Google user data from OAuth is used only to provide the connected feature. We do not sell it or use it for advertising.
Some processors may store or process data outside India. We use contractual safeguards and disclose transfers in our Data Processing Agreement for B2B customers.
9. Security
TLS encryption in transit, AES-256 for sensitive tokens at rest, role-based access, session protections, and audit logging. No method is 100% secure; report concerns to support@ultralooper.com.
10. GDPR (EEA) and CCPA (California)
EEA residents: access, rectification, erasure, restriction, portability — contact us as above. California residents: we do not sell personal information; you may request disclosure and deletion.
11. Children
The Service is intended for users 18 years and older. We do not knowingly collect data from minors. If you believe a minor has registered, contact the Grievance Officer for deletion.

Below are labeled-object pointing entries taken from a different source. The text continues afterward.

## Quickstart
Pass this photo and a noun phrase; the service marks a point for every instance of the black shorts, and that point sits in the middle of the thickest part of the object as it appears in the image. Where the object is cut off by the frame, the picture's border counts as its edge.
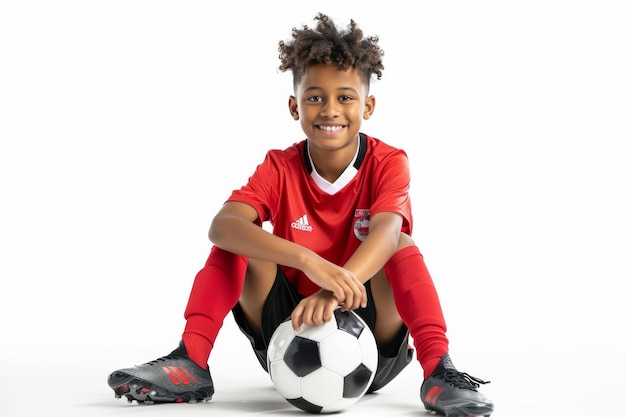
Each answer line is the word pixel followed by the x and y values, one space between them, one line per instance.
pixel 281 301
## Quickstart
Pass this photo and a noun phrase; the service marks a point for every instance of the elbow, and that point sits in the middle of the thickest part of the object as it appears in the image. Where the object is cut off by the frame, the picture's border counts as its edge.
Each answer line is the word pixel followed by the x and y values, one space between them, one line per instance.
pixel 215 231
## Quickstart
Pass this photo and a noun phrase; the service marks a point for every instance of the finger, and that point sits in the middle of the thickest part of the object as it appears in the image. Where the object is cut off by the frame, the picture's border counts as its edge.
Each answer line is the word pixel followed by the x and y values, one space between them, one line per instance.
pixel 296 318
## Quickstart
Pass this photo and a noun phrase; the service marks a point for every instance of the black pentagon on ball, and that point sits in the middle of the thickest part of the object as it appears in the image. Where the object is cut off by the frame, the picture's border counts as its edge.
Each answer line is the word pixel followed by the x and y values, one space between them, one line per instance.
pixel 303 404
pixel 356 382
pixel 348 323
pixel 303 356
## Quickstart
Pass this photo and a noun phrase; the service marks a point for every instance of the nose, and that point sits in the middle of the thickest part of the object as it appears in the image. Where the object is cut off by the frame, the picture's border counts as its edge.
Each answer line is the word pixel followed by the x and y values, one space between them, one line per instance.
pixel 330 109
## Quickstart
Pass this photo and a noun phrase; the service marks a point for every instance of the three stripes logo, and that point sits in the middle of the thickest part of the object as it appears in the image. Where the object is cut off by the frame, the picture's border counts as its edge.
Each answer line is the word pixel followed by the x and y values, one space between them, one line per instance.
pixel 179 375
pixel 302 224
pixel 433 394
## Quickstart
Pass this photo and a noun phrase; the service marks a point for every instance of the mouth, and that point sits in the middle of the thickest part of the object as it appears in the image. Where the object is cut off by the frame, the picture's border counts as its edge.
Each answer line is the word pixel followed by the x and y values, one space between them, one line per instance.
pixel 330 128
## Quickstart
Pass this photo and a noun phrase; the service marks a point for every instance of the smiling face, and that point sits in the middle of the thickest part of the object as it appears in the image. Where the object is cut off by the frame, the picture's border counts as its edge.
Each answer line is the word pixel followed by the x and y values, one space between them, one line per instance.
pixel 331 105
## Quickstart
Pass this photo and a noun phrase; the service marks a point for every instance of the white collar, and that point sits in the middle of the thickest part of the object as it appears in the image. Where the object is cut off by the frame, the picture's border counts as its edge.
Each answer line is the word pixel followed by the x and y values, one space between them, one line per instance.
pixel 346 176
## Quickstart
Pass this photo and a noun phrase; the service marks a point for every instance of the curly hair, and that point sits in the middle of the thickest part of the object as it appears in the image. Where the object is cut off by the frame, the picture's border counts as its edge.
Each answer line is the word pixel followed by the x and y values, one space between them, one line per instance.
pixel 327 45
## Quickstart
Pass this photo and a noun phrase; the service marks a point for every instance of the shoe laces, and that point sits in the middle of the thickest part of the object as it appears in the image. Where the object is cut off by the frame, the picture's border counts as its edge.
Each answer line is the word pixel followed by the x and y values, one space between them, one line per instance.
pixel 162 359
pixel 460 379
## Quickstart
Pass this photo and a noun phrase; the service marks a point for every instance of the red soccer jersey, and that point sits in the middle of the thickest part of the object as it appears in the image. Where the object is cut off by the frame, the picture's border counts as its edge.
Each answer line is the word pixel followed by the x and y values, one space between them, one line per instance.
pixel 330 219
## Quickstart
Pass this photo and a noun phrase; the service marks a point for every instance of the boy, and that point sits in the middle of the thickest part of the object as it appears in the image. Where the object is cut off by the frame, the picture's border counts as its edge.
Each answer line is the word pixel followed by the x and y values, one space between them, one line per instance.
pixel 339 205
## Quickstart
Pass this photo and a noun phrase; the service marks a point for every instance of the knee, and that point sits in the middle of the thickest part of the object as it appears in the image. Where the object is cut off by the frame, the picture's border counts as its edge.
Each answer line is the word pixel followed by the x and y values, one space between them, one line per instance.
pixel 405 241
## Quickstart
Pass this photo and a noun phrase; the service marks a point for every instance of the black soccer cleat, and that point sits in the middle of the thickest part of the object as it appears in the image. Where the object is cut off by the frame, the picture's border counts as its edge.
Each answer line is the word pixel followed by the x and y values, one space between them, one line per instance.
pixel 171 379
pixel 453 394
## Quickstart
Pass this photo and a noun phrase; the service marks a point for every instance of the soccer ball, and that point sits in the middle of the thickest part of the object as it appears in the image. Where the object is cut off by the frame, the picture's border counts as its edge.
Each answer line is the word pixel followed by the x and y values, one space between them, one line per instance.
pixel 326 368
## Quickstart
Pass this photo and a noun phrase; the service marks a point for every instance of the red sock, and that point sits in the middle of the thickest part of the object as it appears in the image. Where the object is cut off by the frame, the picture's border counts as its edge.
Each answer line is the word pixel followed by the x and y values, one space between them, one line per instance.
pixel 216 290
pixel 418 304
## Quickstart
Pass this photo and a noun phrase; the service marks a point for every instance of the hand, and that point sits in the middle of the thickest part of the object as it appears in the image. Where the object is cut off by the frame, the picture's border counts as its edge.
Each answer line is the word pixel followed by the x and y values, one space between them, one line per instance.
pixel 349 292
pixel 314 310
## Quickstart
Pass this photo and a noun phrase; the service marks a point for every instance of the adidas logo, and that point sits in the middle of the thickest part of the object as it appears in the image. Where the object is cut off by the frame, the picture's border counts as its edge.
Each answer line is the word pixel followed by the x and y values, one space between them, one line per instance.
pixel 302 224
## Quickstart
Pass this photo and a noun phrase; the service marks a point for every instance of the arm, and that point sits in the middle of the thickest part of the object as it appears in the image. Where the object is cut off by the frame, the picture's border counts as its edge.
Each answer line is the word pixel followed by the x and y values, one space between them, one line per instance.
pixel 233 229
pixel 381 243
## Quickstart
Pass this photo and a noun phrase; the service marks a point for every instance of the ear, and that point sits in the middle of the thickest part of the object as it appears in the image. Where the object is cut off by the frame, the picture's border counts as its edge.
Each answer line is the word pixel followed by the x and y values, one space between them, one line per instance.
pixel 370 104
pixel 293 108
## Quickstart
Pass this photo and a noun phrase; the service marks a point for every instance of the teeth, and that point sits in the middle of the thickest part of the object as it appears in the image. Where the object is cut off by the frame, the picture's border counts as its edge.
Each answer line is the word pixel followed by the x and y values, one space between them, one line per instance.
pixel 331 128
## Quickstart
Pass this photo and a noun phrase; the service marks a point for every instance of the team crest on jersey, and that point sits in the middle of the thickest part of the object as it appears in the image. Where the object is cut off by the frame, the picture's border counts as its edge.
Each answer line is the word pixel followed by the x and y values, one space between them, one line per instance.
pixel 361 223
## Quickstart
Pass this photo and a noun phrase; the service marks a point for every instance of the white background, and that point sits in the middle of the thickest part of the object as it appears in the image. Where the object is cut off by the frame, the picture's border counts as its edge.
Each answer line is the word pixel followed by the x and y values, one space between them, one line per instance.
pixel 125 124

12. Grievance Officer (DPDP)
For privacy complaints under the DPDP Act:
- Name: Privacy Grievance Officer
- Email: support@ultralooper.com
- Phone: +91 9325535047
- Response SLA: We acknowledge grievances within 72 hours and aim to resolve within 30 days.
General support: support@ultralooper.com
13. Changes to this notice
Material changes will be posted here with an updated notice version. Continued use after notice of changes may require renewed consent where the law requires it.